Ms Webster said in an affidavit that their property had been seriously damaged by overspills from baths and wash-hand basins which had destroyed period lath-and-plaster ceilings and cornices. Mr Nolan had refused to allow access to experts and tradesmen to inspect and repair the damage.

Mr Nolan owed more than £7,000 on the Dartry property he rented at almost £1,500 a month. He had left the house towards the end of last year but Ms Leahy, who had no lawful tenancy, had remained on as a trespasser.

Garda John Ford said he had visited 3 Sunbury Gardens last December. Glass from damaged pictures was strewn on floors. There was cutlery and a lot of broken delph on the floors and leftovers of food were stuck to the ceilings and walls. He said a first-floor bathroom in the three-storey house was flooded and water was seeping down through the ceilings to the ground floors.
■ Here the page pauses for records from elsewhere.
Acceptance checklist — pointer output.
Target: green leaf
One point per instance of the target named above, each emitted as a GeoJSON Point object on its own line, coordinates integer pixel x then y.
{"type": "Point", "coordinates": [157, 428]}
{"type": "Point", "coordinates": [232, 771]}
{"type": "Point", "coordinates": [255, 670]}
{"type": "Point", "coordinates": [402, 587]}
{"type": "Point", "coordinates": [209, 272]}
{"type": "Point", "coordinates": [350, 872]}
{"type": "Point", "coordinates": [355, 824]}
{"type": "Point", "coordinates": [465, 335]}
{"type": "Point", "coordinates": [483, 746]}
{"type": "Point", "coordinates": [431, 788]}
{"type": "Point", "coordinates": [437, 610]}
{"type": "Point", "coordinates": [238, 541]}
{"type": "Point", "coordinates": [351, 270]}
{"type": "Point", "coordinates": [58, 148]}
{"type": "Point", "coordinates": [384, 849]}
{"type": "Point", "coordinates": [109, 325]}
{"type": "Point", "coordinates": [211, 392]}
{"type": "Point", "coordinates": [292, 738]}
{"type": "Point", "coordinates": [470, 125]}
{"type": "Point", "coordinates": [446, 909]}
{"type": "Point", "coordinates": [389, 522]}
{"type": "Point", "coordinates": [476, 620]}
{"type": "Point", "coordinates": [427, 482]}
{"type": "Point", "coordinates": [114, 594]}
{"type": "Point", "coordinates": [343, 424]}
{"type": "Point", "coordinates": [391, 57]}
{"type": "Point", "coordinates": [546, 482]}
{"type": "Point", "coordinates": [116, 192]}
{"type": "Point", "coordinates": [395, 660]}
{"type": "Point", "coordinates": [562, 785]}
Judge Devally said every further moment Mr Nolan and Ms Leahy were left in possession of the house meant a very valuable property stood at grave danger of being destroyed to an extent that would make it financially prohibitive to adequately restore.

"It is vandalism of the worst possible nature and a dreadful abuse of a tenancy," Judge Devally said. "It cries out to heaven for somebody to do something about it immediately." He granted immediate possession to Ms Webster and Mr Clarke with an award of more than £7,500 for rent arrears against Mr Nolan and £5,800 against Ms Leahy. He adjourned an assessment for damages.